We made our way rather slowly through the entry used earlier by the Karthavu, and even then only after Lathian had more words with his remaining ancillaries. When we finally departed, he led the way preceding my helpers and I while the two carrying rifles followed. On leaving, I turned my head a final time to see what had become of my compatriot, but where his body had lain I beheld only a smeared trail of blood, and even that was already destined to disappear as men in gray cloaks diligently set to wash-work.
Where the room we left had been large and well lit, the corridor we now entered was much smaller, thinner, and dim. There were no windows along any of its walls to allow for natural glow, and the unnatural lights were placed but every fifteen paces or so, leaving much of the corridor in shadow. Neither did the make of the walls on either side lend to any brightness. They appeared to be the color of soil, if not made from soil itself. The temperature in the corridor was also quite a bit colder than it had been in the large room, and every so often a wisp of freezing air would sting my sweat-soaked body and set me to terrible shivering.
We passed various doors and unbarred entrances as we walked; the doors appeared always to be made from a thick metal of some kind, and the dark entrances had the infinite abyss-like guise characteristic of unlighted caves. I think it was from those unbarred openings that the cold air sprung most, and I quickly developed a strong dislike to passing them.
Our troupe walked in silence and maintained a steady stride, one set by Lathian at our front, though he stayed slow enough for me in my aching state to keep pace. Gradually, through the regularity of our steps and, I think, the lack of Argodisceastic implementation, I began to regain my breath.
I noticed our passing several intersecting corridors at various times though I paid them no real heed other than modest curiosity. Some led onward into darkness everlasting, others snaked lazily around sight-ending bends. One of the more alerting things that came to pass was hearing what sounded like the faint call of some beast. It was deep and eerie, and seemed ever-present throughout the dark corridors.

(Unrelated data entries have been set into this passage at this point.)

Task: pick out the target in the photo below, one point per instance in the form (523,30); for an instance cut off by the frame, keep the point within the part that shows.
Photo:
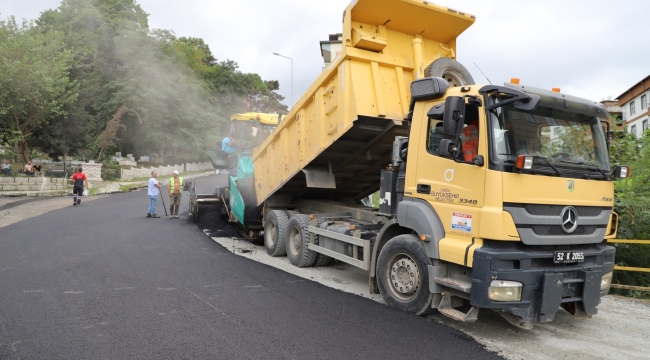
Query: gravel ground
(618,331)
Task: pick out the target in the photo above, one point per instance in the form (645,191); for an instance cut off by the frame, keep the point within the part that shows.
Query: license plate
(568,257)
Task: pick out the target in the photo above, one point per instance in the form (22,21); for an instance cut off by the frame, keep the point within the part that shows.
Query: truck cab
(510,189)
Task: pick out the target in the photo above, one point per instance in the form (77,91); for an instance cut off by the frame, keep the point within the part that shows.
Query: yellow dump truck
(496,197)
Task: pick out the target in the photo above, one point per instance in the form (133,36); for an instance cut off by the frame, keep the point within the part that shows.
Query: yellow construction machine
(491,197)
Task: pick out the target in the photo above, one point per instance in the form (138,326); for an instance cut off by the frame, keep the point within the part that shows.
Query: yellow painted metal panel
(628,241)
(269,119)
(535,189)
(413,17)
(453,248)
(358,84)
(478,243)
(627,268)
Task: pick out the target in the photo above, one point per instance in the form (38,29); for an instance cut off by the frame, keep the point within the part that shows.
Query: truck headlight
(606,281)
(502,290)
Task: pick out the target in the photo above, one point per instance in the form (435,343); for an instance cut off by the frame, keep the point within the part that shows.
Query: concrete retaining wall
(145,172)
(32,184)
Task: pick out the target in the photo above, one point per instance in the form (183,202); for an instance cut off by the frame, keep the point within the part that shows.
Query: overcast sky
(593,49)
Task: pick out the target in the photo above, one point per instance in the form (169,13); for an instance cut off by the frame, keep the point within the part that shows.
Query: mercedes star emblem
(569,217)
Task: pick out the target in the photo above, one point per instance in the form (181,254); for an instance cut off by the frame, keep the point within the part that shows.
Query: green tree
(33,78)
(632,205)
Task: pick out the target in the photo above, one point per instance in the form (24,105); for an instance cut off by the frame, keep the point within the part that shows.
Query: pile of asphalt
(216,226)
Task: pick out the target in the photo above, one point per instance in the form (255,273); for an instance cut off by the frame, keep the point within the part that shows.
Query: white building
(634,102)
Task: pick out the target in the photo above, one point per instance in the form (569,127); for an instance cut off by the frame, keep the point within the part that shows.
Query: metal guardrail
(629,268)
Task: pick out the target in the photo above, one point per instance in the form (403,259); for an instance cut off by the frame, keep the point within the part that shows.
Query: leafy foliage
(34,80)
(180,96)
(633,206)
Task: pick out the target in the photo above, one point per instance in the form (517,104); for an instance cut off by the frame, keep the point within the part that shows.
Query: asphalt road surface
(101,281)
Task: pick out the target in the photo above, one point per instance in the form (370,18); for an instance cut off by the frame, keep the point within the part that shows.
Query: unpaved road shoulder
(618,331)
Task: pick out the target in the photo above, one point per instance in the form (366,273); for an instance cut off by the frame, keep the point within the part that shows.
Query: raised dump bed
(340,132)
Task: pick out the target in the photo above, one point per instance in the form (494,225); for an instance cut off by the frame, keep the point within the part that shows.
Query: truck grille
(554,210)
(556,230)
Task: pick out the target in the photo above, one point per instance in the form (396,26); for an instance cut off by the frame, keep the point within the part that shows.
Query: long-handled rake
(163,200)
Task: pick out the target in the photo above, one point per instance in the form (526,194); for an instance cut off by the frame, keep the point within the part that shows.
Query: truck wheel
(275,228)
(297,239)
(321,260)
(403,275)
(451,70)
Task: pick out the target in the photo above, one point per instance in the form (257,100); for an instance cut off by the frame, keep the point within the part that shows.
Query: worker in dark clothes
(78,179)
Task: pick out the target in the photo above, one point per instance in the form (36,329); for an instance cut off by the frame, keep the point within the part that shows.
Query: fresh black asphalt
(101,281)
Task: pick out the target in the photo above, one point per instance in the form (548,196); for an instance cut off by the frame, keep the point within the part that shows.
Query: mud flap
(551,296)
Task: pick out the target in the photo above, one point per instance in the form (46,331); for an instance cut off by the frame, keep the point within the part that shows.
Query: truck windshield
(563,143)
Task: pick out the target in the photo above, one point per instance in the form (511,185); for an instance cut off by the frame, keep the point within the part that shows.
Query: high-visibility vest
(171,185)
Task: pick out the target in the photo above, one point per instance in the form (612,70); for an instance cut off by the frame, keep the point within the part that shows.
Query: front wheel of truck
(451,70)
(404,276)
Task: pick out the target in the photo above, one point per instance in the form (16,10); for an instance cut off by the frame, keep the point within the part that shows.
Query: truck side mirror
(454,113)
(446,148)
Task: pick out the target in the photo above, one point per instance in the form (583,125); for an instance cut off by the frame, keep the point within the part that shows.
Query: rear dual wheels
(275,230)
(298,237)
(403,275)
(289,236)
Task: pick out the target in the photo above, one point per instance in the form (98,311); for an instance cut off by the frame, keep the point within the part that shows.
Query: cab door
(454,188)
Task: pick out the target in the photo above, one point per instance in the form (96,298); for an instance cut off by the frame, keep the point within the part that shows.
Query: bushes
(111,171)
(632,203)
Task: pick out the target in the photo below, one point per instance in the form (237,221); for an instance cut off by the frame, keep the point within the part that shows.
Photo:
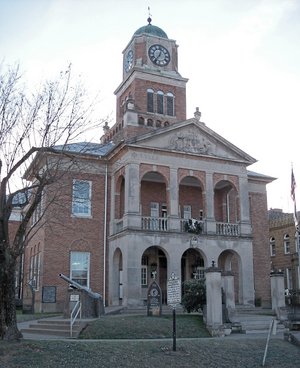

Finally, after what seemed like ages, our trek was at an end. The corridor we had so obediently followed ended in a heavy looking set of dual metallic doors, doors that held prisoner a warm, shimmering glow which itself seemed intent on escaping through the cracks of their borders. As we neared the doors, Lathian motioned that my carriers stop a few paces back while he continued nearer. He raised both hands to the heavens and in an instant was enveloped in blinding light. My aching eyes could not handle such brightness, and I instinctively shut both lids as tight as possible. In another instant, the darkness returned, and though the remnants of the light still lived within my pupils, I could see Lathian standing at the door, arms at his sides, watching it open. Bright light poured forth like water from a broken dam, though such light was not as abrasive as the previous kind. When at last the doors were open, my carriers continued with a grunt to labor me onwards, and though my scarred eyes could decipher nothing past the lighted opening, through its tall doorway we passed.